I am currently working on a multi-label classification task, and I was wondering if I could test it with the idea of transformers, too.

@alcinos In an older issue, you had mentioned that this implementation can be used in multi label classification tasks, so I would appreciate it if you could give me a hint on how to adopt this repo for my own task.

Thanks in advance,

alcinos commented 3 years ago

Hi @Fpooyan

In my opinion, the most straight-forward way to test what you have in mind with this code-base would be:

  1. Convert the multi-label classification into a coco-style dataset. You would need one annotation for each class present in the image.
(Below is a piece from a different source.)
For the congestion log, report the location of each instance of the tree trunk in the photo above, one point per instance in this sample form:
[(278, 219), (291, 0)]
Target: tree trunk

For the box, just provide a dummy one, but make sure it is not empty and it fits within the image bounds
  2. Disable the losses related to boxes (giou and L1), both in the loss and in the matcher (you can simply set their coefficients to 0)
  3. You'll most likely have to write your own evaluation procedure, since detection AP will not make any sense in your case.

That being said, I have genuinely no idea how well this scheme will perform :p

Alternatively, I would recommend looking at this paper https://arxiv.org/abs/1904.05709, which does multi-label classification, including with transformers. It is interesting to note than in general they have found transformers to perform worse than alternatives (LSTM,...). Their prediction method is different than ours, since they predict the set auto-regressively (vs in parallel in DETR). I'd argue that this is not optimal for Transformers-based architectures, and may explain the relatively poor performance in their experiments.